Por mera ignorância, não sei como as mulheres, no tempo do nomadismo, pariam.
Sei que há mais de sessenta anos as mulheres de Amorim que trabalhavam na lavoura pariam e muitas vezes “perdiam” os filhos.
A razão de ciência decorre do facto de o meu vizinho, o Rafael, que era o sapateiro da aldeia, ter na oficina muitas caixas que traziam as formas para guiá-lo na arquitetura do sapato.
Acontecia que as mulheres estavam a trabalhar e, às vezes, davam conta que o que elas traziam no ventre tinha de sair.
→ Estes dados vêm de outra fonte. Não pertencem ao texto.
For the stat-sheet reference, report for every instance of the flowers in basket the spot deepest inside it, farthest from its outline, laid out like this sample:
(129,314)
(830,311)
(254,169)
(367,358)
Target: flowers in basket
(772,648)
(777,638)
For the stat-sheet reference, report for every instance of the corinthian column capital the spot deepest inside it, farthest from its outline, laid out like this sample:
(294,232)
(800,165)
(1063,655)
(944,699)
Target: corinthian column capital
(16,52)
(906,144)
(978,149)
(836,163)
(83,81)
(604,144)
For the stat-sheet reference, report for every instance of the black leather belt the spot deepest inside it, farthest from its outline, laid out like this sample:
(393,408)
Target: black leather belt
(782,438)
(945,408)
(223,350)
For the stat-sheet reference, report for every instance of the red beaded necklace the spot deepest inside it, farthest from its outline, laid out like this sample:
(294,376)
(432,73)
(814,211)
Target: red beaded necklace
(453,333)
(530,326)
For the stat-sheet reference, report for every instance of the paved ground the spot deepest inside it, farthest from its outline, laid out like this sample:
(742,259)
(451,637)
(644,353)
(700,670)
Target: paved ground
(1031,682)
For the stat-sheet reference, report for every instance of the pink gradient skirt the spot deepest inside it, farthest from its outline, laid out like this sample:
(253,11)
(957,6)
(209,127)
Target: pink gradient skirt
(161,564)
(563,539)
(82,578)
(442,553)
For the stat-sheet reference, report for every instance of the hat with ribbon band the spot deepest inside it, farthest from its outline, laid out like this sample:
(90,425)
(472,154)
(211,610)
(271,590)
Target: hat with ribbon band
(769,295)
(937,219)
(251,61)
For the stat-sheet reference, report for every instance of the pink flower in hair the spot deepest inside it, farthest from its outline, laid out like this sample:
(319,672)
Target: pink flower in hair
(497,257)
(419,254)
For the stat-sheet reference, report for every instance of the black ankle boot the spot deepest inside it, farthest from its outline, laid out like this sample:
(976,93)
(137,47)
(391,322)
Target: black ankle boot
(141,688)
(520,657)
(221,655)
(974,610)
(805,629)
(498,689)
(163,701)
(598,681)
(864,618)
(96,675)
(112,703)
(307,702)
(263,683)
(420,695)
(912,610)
Se havia tempo de chegar a casa, chegavam. Se não havia, não. As que chegavam a casa poderiam ter tempo de chamar a Tia Alice, e se ela estivesse em condições de se montar na carroça ou na bicicleta de quem a ia chamar, vinha.
Quando não podia vir a mulher ficava desamparada, como a mãe de Jesus deitada nas palhas, e seria o que Deus quisesse.
Às vezes a família da mãe tinha de ir pedir ao Rafael uma caixa e metia-o lá dentro, frio e já quase roxo. Então dava-o ao homem e este ia ao cemitério e fazia uma cova pequena e metia lá a caixa.
Não havia sinos a tocarem, nem de alegria, nem de tristeza. O morto, dizia-se, não tinha alma por não ter sido batizado. E tudo voltava à mais quieta normalidade.
Os homens e as mulheres continuavam a fazer filhos. Muitos filhos, porque viriam a ser o sustento da casa e da velhice de quem os gerara. Entre muitos algum haveria de ter a sopa para os velhos.
As mulheres que assim pariam faziam o que aprendiam a fazer. Só sabiam que tinham de trabalhar e ter filhos. E a vida era trabalho e filhos e algum divertimento quando chegava o Natal e a Festa de Santo António.
As mulheres, mesmo quando tinham os filhos nos campos ou onde calhasse, não estavam sozinhas. O homem e os filhos aguardavam em casa ou num quarto à espera.
Eu lembro-me desses dias porque achava que a minha mãe e o meu pai já tinham muitos filhos e eu não queria mais irmãos. Era o que eu sentia quando via a Tia Alice chegar. Saíam do quarto contentes e eu ficava triste.
As mulheres que tinham os filhos no meio dos campos não escondiam os filhos que tinham. Elas tinham sempre gente com elas para as ajudar. Ou, se não estavam ali, estavam em casa ou em toda a aldeia.
A rapariga/mulher que deu à luz numa rua de Lisboa não tinha casa, nem tinha aldeia; apenas uma rua onde havia contentores.
Só que entre aquela pobreza e esta pobreza já vão muitos anos, mais de sessenta. Nenhuma delas é boa, a pobreza é muito má em qualquer circunstância. Mas há uma diferença entre uma e outra – esta solidão extrema numa cidade cheia de gente, centenas de milhares, é um grito terrível. Faz as lágrimas agitarem-se no fundo do lençol onde estão.
Durante uns dias, a sociedade agita as consciências e os apelos à bondade sucedem-se. Depois volta tudo ao normal.
E em 2020 as ruas continuarão a ser o abrigo de quem não o tem. Os turistas dos cruzeiros atirarão o seu lixo para os contentores onde a mãe pôs o seu filho recém-nascido.